Женщина, стоящая перед ними, уже расплачивается. У Элайн еще остается время для следующего вопроса, коим должен стать: «А как вы поживаете, Дэвид?», а у него для ответа: «Превосходно, Элайн, превосходно».
— Хотите, я вас пропущу? — предлагает она взамен и указывает на его корзинку. — У вас так мало всего.

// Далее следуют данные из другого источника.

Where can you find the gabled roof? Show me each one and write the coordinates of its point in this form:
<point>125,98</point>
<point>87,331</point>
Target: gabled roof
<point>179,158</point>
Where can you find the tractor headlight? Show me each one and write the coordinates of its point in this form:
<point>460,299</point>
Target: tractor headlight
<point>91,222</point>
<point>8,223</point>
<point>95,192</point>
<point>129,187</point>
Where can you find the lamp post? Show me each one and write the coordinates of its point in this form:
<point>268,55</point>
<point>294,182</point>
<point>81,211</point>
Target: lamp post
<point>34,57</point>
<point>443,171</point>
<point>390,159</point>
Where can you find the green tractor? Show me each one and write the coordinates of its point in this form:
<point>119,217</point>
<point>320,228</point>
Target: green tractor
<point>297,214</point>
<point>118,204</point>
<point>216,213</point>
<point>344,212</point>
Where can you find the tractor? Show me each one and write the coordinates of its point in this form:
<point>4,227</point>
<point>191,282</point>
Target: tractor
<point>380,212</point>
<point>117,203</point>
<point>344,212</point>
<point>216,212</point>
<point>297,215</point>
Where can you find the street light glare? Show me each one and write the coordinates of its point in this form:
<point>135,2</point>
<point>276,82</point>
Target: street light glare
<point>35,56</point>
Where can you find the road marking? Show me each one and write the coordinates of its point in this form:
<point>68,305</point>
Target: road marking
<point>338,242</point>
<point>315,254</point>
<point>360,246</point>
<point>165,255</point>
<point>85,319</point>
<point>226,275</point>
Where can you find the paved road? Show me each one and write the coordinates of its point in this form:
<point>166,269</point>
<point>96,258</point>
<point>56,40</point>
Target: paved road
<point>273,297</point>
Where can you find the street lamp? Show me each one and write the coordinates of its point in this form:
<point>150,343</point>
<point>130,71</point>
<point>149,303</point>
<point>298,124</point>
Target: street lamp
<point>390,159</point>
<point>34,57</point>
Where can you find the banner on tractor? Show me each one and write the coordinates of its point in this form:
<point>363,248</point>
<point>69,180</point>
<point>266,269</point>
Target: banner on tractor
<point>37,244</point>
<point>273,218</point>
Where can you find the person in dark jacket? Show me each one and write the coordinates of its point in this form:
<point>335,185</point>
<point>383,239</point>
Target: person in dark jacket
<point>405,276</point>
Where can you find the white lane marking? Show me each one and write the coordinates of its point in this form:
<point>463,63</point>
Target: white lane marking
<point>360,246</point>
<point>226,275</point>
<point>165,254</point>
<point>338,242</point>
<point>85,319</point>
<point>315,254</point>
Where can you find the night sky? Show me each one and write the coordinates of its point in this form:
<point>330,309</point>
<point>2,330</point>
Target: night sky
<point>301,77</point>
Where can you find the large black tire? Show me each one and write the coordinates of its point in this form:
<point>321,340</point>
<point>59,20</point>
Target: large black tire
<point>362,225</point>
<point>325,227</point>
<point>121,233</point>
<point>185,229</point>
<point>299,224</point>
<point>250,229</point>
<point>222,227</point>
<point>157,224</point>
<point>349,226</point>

— И не мечтайте, Элайн, — отвечает он и затем не без удовольствия наблюдает, как она выкладывает на стойку покупки: не только хлеб да масло, но и те маленькие радости, которые позволяет себе одинокая женщина, — настоящее сливочное мороженое (с настоящим миндалем и настоящим изюмом), завозное итальянское печенье, плитки шоколада плюс пакет гигиенических прокладок.
Расплачивается Элайн кредитной карточкой. Из-за барьера она машет ему на прощание рукой. Явно испытывая облегчение.

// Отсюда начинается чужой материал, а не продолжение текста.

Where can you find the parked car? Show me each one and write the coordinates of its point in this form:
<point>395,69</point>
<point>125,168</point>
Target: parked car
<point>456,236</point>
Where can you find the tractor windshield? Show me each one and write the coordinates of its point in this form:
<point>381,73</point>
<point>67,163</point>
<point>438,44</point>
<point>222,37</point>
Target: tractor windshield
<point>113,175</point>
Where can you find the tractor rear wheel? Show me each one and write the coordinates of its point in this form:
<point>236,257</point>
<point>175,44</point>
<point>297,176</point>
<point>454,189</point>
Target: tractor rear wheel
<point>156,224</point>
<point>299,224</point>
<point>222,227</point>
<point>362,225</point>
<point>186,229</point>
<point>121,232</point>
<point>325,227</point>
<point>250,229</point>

— До скорого! — кричит он поверх головы кассирши. — Кланяйтесь всем от меня!
Элайн не оборачивается.
Опера, когда он только еще задумал ее, вращалась вокруг лорда Байрона и его любовницы, графини Гвиччиоли. Этим двоим, запертым на вилле Гвиччиоли, изнуренным удушающим летним зноем Равенны, выслеживаемым ревнивым мужем Терезы, предстояло бродить по унылым покоям и петь о своей одолевающей препятствия страсти. Тереза чувствует себя узницей; негодование сжигает ее, она изводит Байрона просьбами увезти ее прочь отсюда, к другой жизни. Байрон же полон сомнений, которые ему хватает ума не высказывать. Их первые восторги, подозревает он, никогда уж не повторятся. В жизни Байрона наступило затишье, его, пока еще неосознанно, влечет к тихому, уединенному существованию, а если таковое окажется невозможным, то к апофеозу, к смерти. Выспренние арии Терезы не возжигают в его душе никакого огня; его вокальная тема, безрадостная, путаная, огибает тему Терезы, проходит сквозь нее и над нею.